Whereas in the difficult times of the "rebuilding" and the early years of the club between 1953 and 1957 between two and a maximum of 18 puppies per year were registered, this number increased during the sixties to 36 to 57 puppies per year. In 1971, the hundred was reached or exceeded for the first time. But the Picard is still struggling and, as a stepchild, is still in the shadow of its far more popular and widespread "countrymen" Briard and Beauceron. In 1988, for example, only about 2,000 Picards living in France were registered in the Central Register of the S.C.C. – compared to almost 30,000 Beaucerons and about 50,000 Briards.
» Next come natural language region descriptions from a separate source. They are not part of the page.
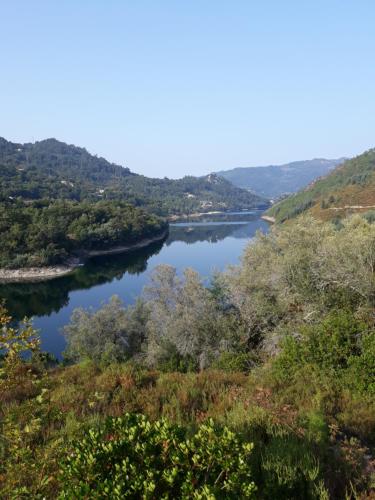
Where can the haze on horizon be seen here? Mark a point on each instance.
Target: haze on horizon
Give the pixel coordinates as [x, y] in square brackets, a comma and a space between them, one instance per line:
[172, 88]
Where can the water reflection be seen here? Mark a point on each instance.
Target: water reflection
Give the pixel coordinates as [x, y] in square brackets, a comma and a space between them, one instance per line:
[46, 297]
[42, 299]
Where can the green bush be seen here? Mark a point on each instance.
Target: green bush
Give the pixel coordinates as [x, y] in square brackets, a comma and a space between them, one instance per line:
[131, 457]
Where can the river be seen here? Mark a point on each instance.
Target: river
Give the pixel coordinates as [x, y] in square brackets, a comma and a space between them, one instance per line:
[208, 244]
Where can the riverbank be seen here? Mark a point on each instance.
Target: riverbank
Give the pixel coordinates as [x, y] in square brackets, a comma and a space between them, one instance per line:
[197, 215]
[51, 272]
[268, 218]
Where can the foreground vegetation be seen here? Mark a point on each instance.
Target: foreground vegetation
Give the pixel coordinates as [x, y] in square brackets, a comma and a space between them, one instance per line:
[261, 384]
[48, 233]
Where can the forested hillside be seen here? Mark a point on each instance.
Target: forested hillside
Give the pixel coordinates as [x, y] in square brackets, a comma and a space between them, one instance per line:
[53, 169]
[47, 233]
[274, 181]
[260, 385]
[350, 188]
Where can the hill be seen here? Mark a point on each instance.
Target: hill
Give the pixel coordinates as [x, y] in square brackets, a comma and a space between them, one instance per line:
[55, 170]
[274, 181]
[349, 188]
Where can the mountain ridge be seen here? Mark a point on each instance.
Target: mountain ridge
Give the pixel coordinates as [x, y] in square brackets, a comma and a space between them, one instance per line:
[273, 181]
[349, 188]
[56, 170]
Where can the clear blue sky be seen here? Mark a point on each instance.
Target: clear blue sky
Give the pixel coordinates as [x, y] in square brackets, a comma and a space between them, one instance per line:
[175, 87]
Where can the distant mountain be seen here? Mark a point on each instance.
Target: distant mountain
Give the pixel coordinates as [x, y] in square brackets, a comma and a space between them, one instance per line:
[55, 170]
[347, 189]
[274, 181]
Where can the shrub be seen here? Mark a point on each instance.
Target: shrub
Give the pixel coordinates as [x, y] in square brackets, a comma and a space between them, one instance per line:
[130, 457]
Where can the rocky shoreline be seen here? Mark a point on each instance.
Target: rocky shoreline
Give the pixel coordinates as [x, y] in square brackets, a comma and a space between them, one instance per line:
[50, 272]
[268, 218]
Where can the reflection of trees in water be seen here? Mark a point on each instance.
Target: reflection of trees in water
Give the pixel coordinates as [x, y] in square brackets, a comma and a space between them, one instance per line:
[46, 297]
[215, 232]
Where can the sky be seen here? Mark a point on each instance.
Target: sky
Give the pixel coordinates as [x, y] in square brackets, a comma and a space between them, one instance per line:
[170, 88]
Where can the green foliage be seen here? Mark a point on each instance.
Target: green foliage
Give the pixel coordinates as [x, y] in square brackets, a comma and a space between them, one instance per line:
[131, 457]
[48, 233]
[274, 181]
[357, 171]
[337, 344]
[111, 334]
[54, 170]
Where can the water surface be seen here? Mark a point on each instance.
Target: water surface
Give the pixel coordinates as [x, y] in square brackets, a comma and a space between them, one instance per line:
[208, 244]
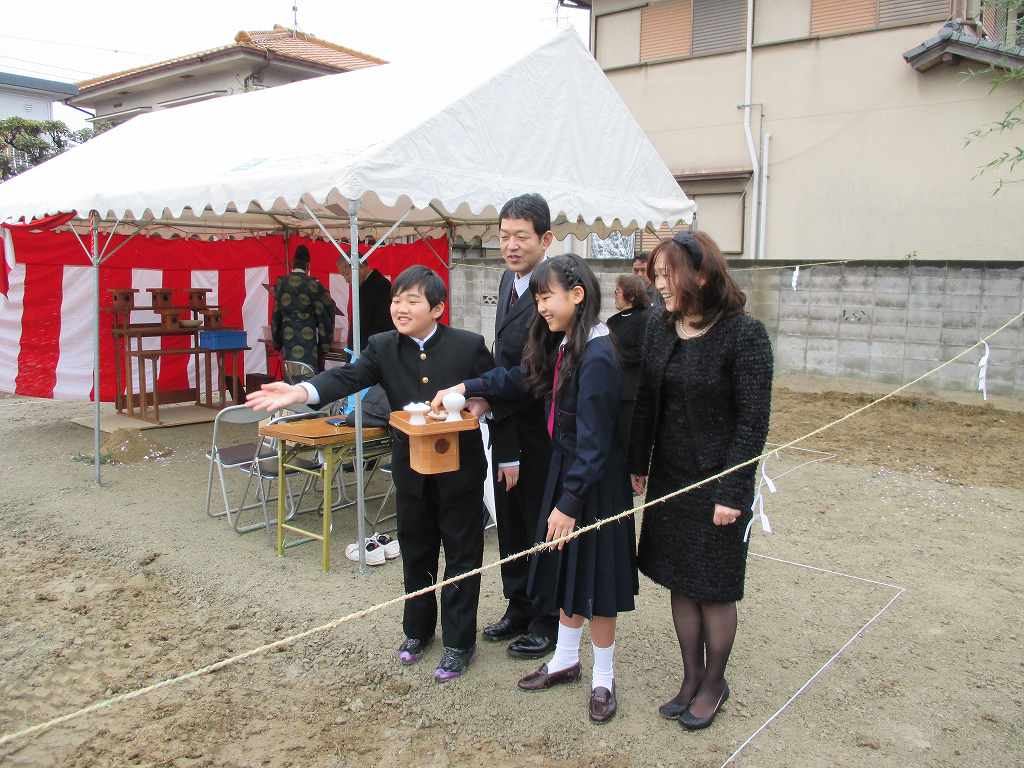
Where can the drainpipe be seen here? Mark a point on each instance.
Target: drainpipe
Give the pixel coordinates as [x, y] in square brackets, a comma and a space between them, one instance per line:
[765, 140]
[756, 175]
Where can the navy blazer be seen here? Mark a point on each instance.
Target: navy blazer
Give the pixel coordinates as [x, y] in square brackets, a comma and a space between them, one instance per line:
[587, 410]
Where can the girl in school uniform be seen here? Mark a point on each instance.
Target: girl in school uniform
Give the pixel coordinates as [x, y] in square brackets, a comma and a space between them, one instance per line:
[569, 360]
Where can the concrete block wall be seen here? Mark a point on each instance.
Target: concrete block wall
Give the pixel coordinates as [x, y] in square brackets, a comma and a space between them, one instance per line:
[886, 322]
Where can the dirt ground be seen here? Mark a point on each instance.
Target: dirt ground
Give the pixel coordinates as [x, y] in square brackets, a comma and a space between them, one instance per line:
[103, 591]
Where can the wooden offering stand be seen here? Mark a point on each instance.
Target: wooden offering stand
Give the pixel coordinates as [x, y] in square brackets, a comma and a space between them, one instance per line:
[174, 321]
[433, 448]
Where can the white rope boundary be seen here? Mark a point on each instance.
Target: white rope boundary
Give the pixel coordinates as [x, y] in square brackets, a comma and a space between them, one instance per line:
[798, 266]
[103, 704]
[833, 657]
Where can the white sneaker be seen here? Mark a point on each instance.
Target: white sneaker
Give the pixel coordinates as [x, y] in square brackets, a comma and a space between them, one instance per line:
[375, 552]
[389, 545]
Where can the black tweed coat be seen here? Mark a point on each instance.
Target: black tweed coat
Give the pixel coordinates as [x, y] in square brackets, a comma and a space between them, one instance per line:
[702, 406]
[728, 399]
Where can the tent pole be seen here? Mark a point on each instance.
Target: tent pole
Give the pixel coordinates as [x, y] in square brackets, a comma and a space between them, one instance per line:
[360, 495]
[386, 235]
[95, 349]
[353, 260]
Nevertheless, the 280 Picard puppies registered in the same year represented a pleasing increase compared to the early years and gave rise to legitimate hopes.
It should not be concealed that today's Picard is a dog breed was built to a large extent on an inbreeding population, which probably also leads to certain problems, with which the breed has to contend to the present day. Already the first litter registered in the L.O.F. had an inbreeding coefficient of 37.5 percent. They did not shy away from pushing the inbreeding pairings even further, into the third and fourth generation. For example, Christian Janes calculated an inbreeding coefficient of 50 percent for a litter from 1954 and an inbreeding coefficient of 53.12 percent for a litter from 1958! The "ancestor loss coefficient" of the latter litter was 19.35 percent. This means in plain language that in five generations, instead of 62 possible different ancestors, only twelve different ancestors were to be found.
For the litters made up to 1959, one can assume an average inbreeding coefficient of just over 40 percent (!). This is a gigantic high value that few other dog breeds are likely to reach. Due to the new breeders Sénécat (du Grand Tarsac) and Lampert (de la Franche Pierre), this extremely high value was reduced to around 20 percent from the beginning of the 1960s.
For a long time the Picard remained in his home country a predominantly regionally known breed of dog.